La loi "hopital, patients, santé, territoires" interdit, depuis 2009, la vente de tabac aux mineurs de moins de 18 ans. Elle prévoit l'obligation pour le buraliste d'afficher cette interdiction, d'exiger une pièce d'identité, et de refuser la vente s'il n'a pas la preuve que l'acheteur est majeur. Une contravention (jusqu'à 750 euros) est prévue en cas de non respect de la loi ; l'idée étant d'empêcher l'entrée des plus jeunes dans le tabagisme. 

Aujourd'hui pourtant, la législation reste très inappliquée constate le Comité national contre le tabagisme, qui s'en désole et qui propose une série de recommandations pour changer la donne.

Nous avons fait le test... 

Pénélope, lycéenne de 16 ans et fumeuse occasionnelle s'achète un paquet de temps en temps chez le buraliste. Elle fait jeune et on ne peut pas imaginer qu'elle soit majeure. Pourtant, dit-elle, "j'ai beau aller régulièrement chez des buralistes variés, jamais on ne m'a demandé mes papiers ni quel âge j'avais. On me donne le paquet sans poser de questions".

Le constat dressé par le CNCT est en effet accablant : plus de 40% des buralistes n'affichent pas en magasin que la vente de tabac est interdite aux mineurs, et moins de 20% contrôlent la carte d'identité de leurs clients. Pourtant on le sait, la première cigarette est fumée en général vers 13/14 ans, et les deux-tiers des jeunes qui tentent "pour voir" deviendront des consommateurs quotidiens une partie de leur vie.

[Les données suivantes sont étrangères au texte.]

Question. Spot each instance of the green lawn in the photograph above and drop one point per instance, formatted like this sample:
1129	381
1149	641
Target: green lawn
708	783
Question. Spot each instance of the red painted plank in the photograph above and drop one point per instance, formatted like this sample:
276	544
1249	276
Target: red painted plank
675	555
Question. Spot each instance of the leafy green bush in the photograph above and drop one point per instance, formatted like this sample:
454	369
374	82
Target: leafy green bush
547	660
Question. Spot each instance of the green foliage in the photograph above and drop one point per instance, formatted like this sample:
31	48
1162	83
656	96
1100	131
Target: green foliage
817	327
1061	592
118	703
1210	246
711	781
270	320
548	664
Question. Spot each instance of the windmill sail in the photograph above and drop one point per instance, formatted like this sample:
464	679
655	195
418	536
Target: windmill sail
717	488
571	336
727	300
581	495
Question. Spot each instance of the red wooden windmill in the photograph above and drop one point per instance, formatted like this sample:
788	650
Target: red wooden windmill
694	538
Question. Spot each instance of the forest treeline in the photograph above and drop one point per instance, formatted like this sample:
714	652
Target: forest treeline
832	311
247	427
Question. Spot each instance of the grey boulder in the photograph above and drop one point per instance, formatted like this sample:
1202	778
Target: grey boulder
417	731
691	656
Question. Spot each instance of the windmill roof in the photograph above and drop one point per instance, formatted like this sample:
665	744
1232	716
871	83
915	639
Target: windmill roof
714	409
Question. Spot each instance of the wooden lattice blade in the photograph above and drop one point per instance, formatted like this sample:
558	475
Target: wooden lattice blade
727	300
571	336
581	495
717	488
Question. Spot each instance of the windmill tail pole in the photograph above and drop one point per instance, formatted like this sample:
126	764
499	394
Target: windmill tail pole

Au Québec, les fumeurs doivent présenter une carte avec leur date de naissance

Alors, comment faire pour éviter ce portail d'entrée dans le tabagisme ? S'inspirer de ce qui se fait ailleurs, là où ça marche ! Au Québec notamment, ou le contrôle est devenu drastique explique le professeur de pneumologie Yves Martinet, président du Comité national contre le tabagisme: "Les consommateurs, là-bas, doivent être porteurs d'une carte qui indique leur date de naissance, cette carte est scannée systématiquement par le "dépanneur", c'est comme ça qu'on appelle le buraliste au Québec. Si le voyant est vert, on donne les cigarettes, s'il est rouge, la vente est interdite !" 

Une piste recommandée en France : le Comité national contre le tabagisme préconise également une meilleure information des buralistes mais aussi des contrôles plus fréquents associés à des sanctions plus contraignantes, comme la fermeture administrative momentanée du bureau de tabac en cas de récidive.